Las grandes compañías se lanzan a la carrera por liderar la computación cuántica. Google ha sido la última logrando uno de los mayores avances de la historia en este ámbito, pero no es la única. Construir este tipo de computadores no es tan caro como parece, pero tiene unos requerimientos muy específicos.

Construir el computador cuántico más potente requiere una tecnología específica, pero también un equipo humano súper especializado que haga posible su funcionamiento. Crédito: IBM.

 

ISABEL RUBIO ARROYO | Tungsteno

Google acaba de lograr uno de los mayores avances de la historia en el ámbito de la computación cuántica. La compañía de Mountain View asegura haber conseguido en tres minutos y 20 segundos una operación para calcular números aleatorios que al superordenador más potente del mundo le hubiera llevado unos 10.000 años. La investigación, publicada en la revista científica Nature, sería la primera demostración empírica del concepto de supremacía cuántica, que consiste en la capacidad de un ordenador cuántico de realizar una tarea imposible de llevar a cabo por todos los ordenadores clásicos juntos.

Pero al igual que Google, otras compañías participan en una carrera constante para construir el computador cuántico más potente. IBM, que ha puesto en duda que se haya conseguido la supremacía cuántica, tiene casi una decena de dispositivos de diferentes tamaños abiertos al público a través de contratos o de su programa abierto de computación cuántica. Rigetti e IonQ también ofrecen computadores bajo acuerdos de colaboración puntuales. Pero Juan José García Ripoll, investigador del Instituto de Física Fundamental del Consejo Superior de Investigaciones Científicas, explica que es difícil saber el número concreto de computadores cuánticos que existen en el mundo: “Hay laboratorios de investigación a los que no tenemos acceso, bien en empresas de defensa o bien vinculados al gobierno de Estados Unidos”.
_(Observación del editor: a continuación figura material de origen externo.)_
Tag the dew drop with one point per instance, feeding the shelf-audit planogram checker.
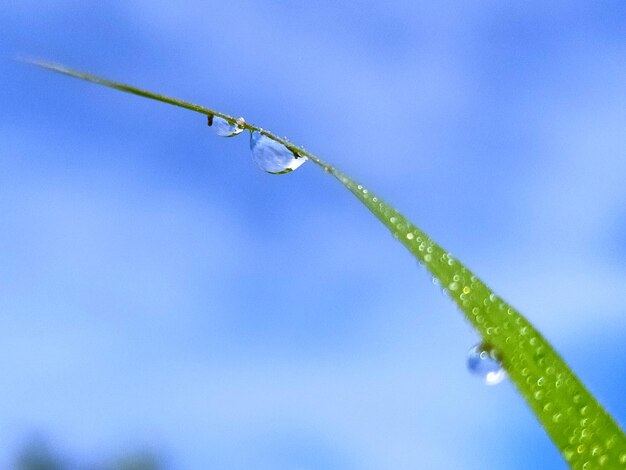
(223, 128)
(482, 361)
(272, 156)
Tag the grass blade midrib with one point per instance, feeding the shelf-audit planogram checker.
(584, 432)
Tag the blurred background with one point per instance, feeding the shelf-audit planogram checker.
(165, 304)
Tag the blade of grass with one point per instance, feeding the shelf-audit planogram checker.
(583, 431)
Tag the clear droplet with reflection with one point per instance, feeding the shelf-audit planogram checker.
(272, 156)
(224, 128)
(482, 361)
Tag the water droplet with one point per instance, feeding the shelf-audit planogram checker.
(482, 361)
(272, 156)
(224, 128)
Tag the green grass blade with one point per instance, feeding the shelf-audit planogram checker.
(583, 431)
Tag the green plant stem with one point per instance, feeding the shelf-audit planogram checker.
(584, 432)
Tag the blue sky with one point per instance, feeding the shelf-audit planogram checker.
(157, 290)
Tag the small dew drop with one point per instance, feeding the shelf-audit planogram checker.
(482, 361)
(272, 156)
(223, 128)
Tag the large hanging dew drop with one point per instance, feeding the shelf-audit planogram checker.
(224, 128)
(483, 362)
(272, 156)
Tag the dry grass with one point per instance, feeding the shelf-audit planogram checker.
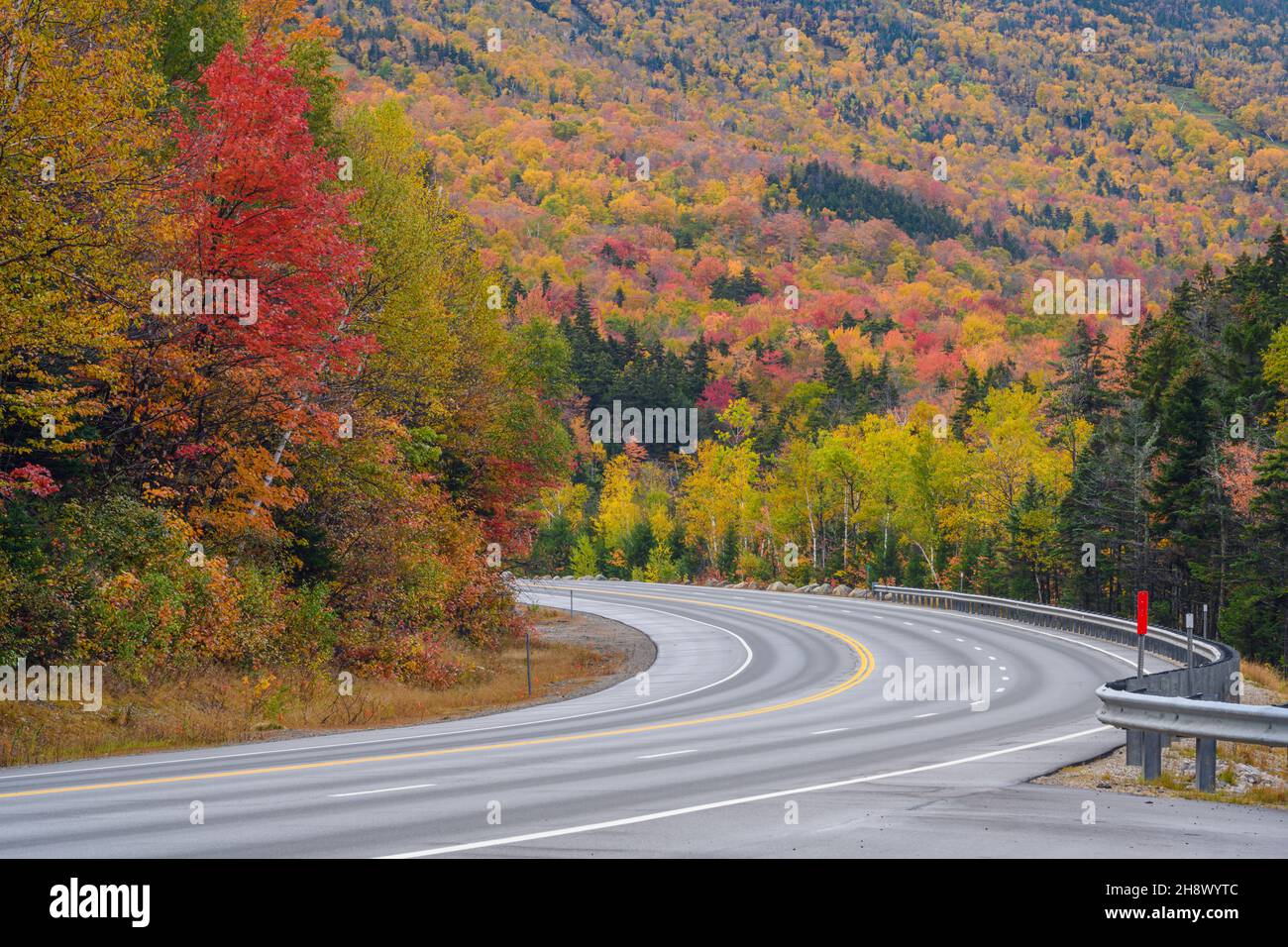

Para el funcionamiento de los computadores cuánticos son necesarias, además de la tecnología, una serie de condiciones especiales de temperatura o aislamiento. Crédito: IBM.

Más allá de la velocidad de operación

Hoy en día estos dispositivos solo sirven para probar algoritmos en problemas pequeños. Pero se espera que en el futuro se puedan aplicar a cuestiones cada vez más grandes. Podrían resultar útiles desde para el diseño de moléculas o estudiar reacciones químicas hasta para resolver problemas específicos y complejos en sectores como la medicina, los riesgos financieros o la ciencia de los materiales.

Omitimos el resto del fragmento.